I have had some extensive dealings with Chinese manufacturing, including working at the factory in China for a while. 

I get a little tired of people using "made in China" as a synonym for "low quality." It's a lot like the use of "Made in Japan" for low quality before we found out in the 1980s that the Japanese make really, really high quality stuff. Detroit found this out to their detriment. Other industries - like semiconductors - found this out too. 

The real problem with quality for items made in China is businessmen from the USA doing the buying. The Chinese, as a group, are as capable of high quality manufacture as anyone. But they are businessmen. When a buyer from the USA says "make it as cheap as you can", they sell him what he wants. Literally every penny gets squeezed out. 

Remember USA manufacturing the 1980s? When "made in the USA" became a near-synonym for "made on Monday or Friday junk"? Pennies are squeezed out the same way in manufacturing in China, by cutting corners. But we're asking for the bottom of the barrel. It's not like it's all they can do. 

We'll wake up to this, to our detriment, at some point. Don't scorn "made in China" as "junk"; be very afraid that they can do better if they want, because they can.


----------



## ScrapMetal (Mar 26, 2012)

What you say is absolutely true (IMHO) and I've said virtually the same thing myself many times.  The thing is though that "made in China" will remain a codeword for "crap" until we actually start importing their quality made items.  By the time we do that manufacturing in America will be completely gone and we will have no choice but to buy the more expensive foreign made items.

-Ron


----------



## "Mike" (Mar 27, 2012)

Of course,  NOW "Made In Japan"  stands for "check for radioactivity"!


----------



## Kennyd (Mar 27, 2012)

I am still leery...

If I owned XYZ Widget Manufacturing in China, and Joe America came to me build his widget with sub-standard materials and little to no quality control just so he could undercut the next guy I would refuse the business.  I would would lower my standards and put my name on a product that I know is inferior.  To do so shows to me the people there are just greedy and could care less as a whole.  Like the pictures Charley posted in post #8 of this thread: http://www.hobby-machinist.com/showthread.php/5844-CDCO-5C-Collet-Chuck-Review?styleid=1

In the USA or CA, if a company turned out a product like that they would be out of business quickly, but in China it seems they thrive to turn out crap and sell it to the US?
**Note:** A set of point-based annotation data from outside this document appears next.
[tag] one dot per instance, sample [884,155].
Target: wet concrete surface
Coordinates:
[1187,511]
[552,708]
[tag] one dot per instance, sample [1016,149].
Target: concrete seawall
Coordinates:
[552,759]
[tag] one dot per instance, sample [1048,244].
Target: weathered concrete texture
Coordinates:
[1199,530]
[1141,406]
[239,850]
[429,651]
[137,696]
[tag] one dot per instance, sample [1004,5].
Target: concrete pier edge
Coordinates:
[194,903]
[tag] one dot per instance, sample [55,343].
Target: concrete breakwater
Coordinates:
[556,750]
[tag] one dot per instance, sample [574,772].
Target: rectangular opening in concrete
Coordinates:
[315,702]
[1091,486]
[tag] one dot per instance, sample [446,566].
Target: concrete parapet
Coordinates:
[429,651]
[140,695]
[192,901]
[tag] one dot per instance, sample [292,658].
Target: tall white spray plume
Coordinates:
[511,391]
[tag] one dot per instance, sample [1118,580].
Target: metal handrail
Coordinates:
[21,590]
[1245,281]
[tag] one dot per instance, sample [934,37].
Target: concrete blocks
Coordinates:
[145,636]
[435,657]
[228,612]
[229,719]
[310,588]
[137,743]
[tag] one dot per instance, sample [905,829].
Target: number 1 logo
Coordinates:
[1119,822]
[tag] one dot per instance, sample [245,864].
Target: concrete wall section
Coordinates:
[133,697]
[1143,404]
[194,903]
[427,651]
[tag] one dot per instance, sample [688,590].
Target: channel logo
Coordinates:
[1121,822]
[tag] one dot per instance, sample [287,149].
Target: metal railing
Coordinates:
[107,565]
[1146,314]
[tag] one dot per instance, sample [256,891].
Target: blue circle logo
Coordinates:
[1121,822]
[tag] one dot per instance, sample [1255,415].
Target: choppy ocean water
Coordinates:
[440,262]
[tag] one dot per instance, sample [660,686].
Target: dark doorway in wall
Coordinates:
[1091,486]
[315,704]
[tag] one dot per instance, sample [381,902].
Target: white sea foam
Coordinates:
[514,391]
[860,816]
Just my opinion, probably worth what you paid for it.


----------



## Tony Wells (Mar 27, 2012)

I hope you guys keep this thread within the bounds we have established. It's not productive to encourage a discussion centered on the negative press received by Chinese (or any import) tools and equipment. it's just to turn into a defense/offense of an individual's position. We can discuss why there are reasons for the disparity in products, but let's not let it get personal.

Carry on!


----------



## ScrapMetal (Mar 27, 2012)

No problem Tony.

Kenny, you make a point about turning away work that you feel is sub-standard and that's all fine and good (I agree for that matter) but I don't think it applies in this case.  The manufacturer in China is offered a great deal of money to produce a product to the price-point required ala the buyer.  It will be the "buyers" name that ends up on the product with the only indication of production being "made in China".  Being that most of the industrial complex in China is at least partially owned by the government (as I understand it, not an expert on it by any means) and it's all about making a profit.  I really see no down-side for said manufacturer to produce what the client is asking for.

-Ron


----------



## R.G. (Mar 27, 2012)

Tony Wells said:


> I hope you guys keep this thread within the bounds we have established. It's not productive to encourage a discussion centered on the negative press received by Chinese (or any import) tools and equipment. it's just to turn into a defense/offense of an individual's position. We can discuss why there are reasons for the disparity in products, but let's not let it get personal.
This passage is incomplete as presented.